A function evolution did not select for
One of the study's more interesting implications is conceptual rather than practical. Sea urchin spines evolved primarily for defense - they deter predators and protect the animal's body. The gradient porous structure likely arose through biomineralization processes that optimize mechanical properties like strength and flexibility, not electrical sensing. The mechanoelectrical response appears to be a by-product of a structure that evolved for entirely different reasons.
"For natural porous materials, mechanical properties such as strength may not be the primary function, but rather a by-product of complex biomineralisation," Wang said. "Uncovering previously unknown mechanisms that lie beyond a material's traditionally recognised function helps us to more comprehensively understand and fully utilise these natural resources."
This is a recurring theme in biomimetics: biological structures often have capabilities that their organisms never "use" in any adaptive sense. The spine's electrical response to water flow may play no role in the sea urchin's behavior. But the structure that produces it, once understood and replicated, can be put to uses that nature never anticipated.

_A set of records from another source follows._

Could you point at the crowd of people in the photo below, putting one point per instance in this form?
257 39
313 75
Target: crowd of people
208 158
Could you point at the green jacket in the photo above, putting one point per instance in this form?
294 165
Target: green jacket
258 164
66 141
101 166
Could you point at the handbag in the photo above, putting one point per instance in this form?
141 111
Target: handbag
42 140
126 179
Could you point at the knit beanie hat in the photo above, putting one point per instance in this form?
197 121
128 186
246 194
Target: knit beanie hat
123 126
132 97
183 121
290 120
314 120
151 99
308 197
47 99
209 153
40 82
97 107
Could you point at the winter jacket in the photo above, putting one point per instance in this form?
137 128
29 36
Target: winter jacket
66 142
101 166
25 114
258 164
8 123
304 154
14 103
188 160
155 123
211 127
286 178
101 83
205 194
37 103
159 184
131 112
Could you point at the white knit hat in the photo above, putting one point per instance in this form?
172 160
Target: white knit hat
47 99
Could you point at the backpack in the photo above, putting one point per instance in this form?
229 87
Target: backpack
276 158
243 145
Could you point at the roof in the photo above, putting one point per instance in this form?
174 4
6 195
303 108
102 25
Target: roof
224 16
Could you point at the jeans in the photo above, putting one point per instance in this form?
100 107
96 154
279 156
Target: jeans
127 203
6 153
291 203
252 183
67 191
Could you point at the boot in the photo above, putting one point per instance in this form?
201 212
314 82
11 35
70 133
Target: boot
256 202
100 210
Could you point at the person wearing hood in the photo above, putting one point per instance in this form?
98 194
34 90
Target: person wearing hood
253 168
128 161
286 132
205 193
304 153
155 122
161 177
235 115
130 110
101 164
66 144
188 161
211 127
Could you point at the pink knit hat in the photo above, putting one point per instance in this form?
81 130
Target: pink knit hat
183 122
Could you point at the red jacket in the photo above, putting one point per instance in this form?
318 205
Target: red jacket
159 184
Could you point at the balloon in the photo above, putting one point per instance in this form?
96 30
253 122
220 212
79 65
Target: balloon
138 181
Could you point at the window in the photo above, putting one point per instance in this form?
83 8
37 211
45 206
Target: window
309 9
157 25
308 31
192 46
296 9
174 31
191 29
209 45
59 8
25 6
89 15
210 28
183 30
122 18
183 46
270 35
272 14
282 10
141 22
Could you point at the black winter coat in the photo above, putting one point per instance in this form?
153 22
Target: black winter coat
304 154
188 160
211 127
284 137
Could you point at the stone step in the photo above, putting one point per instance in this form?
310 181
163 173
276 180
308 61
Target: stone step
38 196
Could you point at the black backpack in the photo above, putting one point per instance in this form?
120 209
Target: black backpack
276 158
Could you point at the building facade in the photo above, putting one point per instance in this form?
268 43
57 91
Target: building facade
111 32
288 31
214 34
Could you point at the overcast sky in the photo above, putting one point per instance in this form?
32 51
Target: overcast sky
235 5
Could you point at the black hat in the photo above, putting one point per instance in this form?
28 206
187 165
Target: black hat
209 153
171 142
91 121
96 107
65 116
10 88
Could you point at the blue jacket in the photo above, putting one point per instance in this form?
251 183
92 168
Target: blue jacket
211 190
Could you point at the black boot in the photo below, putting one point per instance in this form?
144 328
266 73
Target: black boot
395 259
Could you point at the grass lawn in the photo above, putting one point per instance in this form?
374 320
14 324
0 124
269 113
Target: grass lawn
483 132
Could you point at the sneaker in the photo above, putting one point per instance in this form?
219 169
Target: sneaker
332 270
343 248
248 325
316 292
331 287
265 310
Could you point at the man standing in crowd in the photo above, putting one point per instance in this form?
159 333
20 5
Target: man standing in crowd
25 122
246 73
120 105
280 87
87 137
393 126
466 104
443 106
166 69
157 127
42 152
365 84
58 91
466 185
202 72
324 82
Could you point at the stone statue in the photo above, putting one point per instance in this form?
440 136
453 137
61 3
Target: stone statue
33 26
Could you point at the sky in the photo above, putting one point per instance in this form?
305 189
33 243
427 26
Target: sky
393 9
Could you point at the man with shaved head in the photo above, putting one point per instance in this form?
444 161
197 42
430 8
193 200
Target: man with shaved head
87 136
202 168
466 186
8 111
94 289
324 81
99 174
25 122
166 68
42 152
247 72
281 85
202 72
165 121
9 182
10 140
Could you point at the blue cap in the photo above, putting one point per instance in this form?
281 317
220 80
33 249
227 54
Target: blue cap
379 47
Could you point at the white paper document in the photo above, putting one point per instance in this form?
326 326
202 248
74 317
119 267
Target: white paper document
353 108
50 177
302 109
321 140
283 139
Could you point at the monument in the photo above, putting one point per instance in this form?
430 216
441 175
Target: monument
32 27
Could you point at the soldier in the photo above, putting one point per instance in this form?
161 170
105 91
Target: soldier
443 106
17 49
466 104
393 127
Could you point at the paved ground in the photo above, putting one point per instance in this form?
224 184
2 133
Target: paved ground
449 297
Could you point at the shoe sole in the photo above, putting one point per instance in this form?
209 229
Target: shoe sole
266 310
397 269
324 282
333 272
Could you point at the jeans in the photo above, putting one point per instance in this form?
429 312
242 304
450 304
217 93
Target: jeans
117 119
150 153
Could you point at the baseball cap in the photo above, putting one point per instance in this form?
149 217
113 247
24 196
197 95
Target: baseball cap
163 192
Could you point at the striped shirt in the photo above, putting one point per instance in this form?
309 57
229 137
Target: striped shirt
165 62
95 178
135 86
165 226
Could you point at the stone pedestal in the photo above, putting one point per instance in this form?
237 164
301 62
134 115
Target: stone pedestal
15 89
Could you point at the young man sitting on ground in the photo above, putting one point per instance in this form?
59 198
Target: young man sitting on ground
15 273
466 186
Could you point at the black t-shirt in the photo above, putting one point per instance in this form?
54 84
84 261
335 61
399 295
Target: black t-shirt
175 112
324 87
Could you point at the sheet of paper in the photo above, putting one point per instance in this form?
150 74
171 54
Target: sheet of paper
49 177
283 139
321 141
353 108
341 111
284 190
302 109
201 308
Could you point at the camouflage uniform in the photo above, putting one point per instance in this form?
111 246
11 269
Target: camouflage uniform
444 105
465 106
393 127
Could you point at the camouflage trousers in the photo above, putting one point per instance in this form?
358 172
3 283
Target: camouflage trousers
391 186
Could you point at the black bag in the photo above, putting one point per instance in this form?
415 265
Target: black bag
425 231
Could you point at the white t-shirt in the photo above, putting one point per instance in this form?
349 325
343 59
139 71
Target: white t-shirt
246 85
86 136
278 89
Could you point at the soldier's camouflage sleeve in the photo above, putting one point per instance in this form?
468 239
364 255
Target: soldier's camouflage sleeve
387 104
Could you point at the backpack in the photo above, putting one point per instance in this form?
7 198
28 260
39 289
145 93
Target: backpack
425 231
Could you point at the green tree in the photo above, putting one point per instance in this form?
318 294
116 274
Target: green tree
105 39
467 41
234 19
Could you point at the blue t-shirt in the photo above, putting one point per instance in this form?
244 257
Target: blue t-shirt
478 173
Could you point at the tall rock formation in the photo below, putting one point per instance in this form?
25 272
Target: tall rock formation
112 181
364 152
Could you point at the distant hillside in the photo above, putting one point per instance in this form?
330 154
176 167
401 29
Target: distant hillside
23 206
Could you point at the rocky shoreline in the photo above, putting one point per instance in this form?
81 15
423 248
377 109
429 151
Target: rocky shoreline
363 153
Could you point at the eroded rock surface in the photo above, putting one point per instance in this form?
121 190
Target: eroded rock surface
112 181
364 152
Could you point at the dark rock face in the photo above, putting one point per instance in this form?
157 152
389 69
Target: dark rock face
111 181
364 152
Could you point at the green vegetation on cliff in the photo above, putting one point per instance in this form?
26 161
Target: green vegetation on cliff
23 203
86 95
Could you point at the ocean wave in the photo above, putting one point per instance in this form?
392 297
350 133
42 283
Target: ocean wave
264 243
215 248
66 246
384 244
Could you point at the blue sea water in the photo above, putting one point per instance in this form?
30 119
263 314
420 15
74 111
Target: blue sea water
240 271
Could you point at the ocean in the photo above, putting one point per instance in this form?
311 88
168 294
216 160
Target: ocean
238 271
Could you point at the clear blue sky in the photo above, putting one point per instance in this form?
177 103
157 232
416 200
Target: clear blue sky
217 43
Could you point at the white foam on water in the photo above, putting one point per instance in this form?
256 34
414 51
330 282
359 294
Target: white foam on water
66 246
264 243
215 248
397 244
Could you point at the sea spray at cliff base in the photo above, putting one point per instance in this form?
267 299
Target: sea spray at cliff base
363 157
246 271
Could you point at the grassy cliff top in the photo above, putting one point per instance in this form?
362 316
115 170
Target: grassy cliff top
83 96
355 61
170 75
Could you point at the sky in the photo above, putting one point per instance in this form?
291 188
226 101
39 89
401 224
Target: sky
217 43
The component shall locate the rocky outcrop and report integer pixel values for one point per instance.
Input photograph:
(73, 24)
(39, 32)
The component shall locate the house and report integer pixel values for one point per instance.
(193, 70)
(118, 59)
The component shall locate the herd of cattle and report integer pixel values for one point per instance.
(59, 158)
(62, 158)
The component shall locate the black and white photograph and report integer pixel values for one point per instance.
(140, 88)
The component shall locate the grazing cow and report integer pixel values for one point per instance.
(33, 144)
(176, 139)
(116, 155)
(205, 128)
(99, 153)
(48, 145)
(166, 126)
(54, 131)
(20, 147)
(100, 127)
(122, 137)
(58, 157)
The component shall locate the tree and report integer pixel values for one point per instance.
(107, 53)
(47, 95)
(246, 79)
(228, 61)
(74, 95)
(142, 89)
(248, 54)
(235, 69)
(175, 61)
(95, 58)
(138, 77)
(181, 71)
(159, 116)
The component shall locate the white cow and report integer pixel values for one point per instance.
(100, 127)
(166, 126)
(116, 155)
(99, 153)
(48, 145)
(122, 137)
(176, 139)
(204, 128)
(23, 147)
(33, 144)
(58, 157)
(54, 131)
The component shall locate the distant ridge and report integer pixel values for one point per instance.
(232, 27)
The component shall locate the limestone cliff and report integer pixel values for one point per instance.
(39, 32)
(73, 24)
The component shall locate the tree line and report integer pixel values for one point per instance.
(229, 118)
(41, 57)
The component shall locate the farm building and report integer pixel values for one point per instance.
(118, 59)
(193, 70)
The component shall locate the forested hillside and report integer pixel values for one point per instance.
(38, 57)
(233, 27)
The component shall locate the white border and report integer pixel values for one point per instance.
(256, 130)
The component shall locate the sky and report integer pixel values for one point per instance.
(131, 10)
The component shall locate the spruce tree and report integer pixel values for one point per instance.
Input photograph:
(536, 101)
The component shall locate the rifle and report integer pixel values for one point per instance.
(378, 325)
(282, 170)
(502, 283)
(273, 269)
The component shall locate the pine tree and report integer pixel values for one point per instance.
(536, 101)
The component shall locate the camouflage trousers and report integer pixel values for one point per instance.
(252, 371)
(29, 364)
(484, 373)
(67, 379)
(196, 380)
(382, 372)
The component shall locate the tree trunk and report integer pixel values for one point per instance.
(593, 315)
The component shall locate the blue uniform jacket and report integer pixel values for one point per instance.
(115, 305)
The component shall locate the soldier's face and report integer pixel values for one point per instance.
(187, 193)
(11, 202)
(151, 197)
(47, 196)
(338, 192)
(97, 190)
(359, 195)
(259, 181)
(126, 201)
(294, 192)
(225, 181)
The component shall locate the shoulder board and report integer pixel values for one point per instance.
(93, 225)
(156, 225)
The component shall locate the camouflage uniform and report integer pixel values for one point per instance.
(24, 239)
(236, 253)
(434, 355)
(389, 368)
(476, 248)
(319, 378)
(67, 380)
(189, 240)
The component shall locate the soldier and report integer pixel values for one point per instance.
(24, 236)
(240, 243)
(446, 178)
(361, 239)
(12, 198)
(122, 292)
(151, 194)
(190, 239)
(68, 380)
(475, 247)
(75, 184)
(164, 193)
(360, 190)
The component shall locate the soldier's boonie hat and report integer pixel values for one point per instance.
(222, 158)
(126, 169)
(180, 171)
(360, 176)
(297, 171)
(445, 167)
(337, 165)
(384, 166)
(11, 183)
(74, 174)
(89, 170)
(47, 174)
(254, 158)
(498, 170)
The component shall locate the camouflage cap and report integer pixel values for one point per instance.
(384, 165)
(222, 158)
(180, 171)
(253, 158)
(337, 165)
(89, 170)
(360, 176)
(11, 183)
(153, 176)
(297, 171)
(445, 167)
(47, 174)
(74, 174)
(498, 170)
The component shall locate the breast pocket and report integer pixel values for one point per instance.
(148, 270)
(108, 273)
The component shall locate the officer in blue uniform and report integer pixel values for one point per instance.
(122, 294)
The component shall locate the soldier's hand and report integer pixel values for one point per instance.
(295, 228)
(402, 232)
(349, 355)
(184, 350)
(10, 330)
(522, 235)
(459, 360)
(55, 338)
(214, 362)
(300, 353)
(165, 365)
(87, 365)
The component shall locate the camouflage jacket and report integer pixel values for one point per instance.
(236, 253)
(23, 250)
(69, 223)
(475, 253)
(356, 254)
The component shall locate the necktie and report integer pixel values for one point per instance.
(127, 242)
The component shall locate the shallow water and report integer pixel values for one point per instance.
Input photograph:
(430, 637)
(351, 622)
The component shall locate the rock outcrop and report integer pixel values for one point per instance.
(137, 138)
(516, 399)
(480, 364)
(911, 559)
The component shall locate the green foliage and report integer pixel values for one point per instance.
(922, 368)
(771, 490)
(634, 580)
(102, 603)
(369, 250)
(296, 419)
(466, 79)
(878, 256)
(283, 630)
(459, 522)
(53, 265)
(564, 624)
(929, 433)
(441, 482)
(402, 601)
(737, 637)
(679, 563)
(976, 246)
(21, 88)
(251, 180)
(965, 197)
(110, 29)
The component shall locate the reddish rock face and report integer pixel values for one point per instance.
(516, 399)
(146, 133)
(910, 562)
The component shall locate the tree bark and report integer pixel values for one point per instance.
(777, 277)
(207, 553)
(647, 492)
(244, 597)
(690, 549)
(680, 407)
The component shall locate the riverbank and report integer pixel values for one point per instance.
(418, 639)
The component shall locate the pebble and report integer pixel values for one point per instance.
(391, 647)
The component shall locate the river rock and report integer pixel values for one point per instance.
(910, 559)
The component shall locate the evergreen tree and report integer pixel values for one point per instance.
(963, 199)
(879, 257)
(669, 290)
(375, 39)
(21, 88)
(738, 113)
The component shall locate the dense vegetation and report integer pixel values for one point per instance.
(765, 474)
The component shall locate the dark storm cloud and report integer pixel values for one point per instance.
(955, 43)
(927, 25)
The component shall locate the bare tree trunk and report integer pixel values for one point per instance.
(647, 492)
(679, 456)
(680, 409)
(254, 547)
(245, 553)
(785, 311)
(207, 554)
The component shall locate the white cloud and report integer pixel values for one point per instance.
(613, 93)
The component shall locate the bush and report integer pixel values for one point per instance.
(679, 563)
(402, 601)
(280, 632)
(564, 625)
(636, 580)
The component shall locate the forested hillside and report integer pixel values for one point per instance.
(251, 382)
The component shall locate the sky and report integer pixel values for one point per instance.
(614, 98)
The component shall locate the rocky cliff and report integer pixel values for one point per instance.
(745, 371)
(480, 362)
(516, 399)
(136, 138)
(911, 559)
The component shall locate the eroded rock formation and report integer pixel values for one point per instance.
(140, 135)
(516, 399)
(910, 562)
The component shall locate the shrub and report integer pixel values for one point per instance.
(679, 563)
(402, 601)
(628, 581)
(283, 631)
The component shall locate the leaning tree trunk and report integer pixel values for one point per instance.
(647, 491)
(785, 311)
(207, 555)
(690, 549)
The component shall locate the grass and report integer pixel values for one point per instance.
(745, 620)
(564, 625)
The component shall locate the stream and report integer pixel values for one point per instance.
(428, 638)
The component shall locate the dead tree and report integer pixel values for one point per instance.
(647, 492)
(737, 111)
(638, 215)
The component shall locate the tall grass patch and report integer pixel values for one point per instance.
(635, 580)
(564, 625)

From laboratory arrays to ocean deployments
The study demonstrates proof of concept, not a finished product. The 3D-printed sensors were tested under controlled laboratory conditions, not in open ocean environments where biofouling, corrosion, pressure, and turbulent flow would all challenge performance. The 3 x 3 array is small; scaling to the kinds of distributed sensor networks needed for marine monitoring would require significant engineering work.
The voltage signals generated - tens of millivolts - are small. In a noisy ocean environment, distinguishing signal from background would require careful electronic design. The durability of polymer and ceramic gradient structures under long-term submersion has not been established. And the claim that the architecture could be adapted for brain-computer interfaces, while conceptually interesting, remains entirely unvalidated.
Still, the core finding is solid: a biological structure generates electricity through a mechanism that can be replicated in synthetic materials, and the gradient architecture provides measurable amplification. That is a starting point for engineering, not a finished technology - but it is a starting point with clear physics behind it.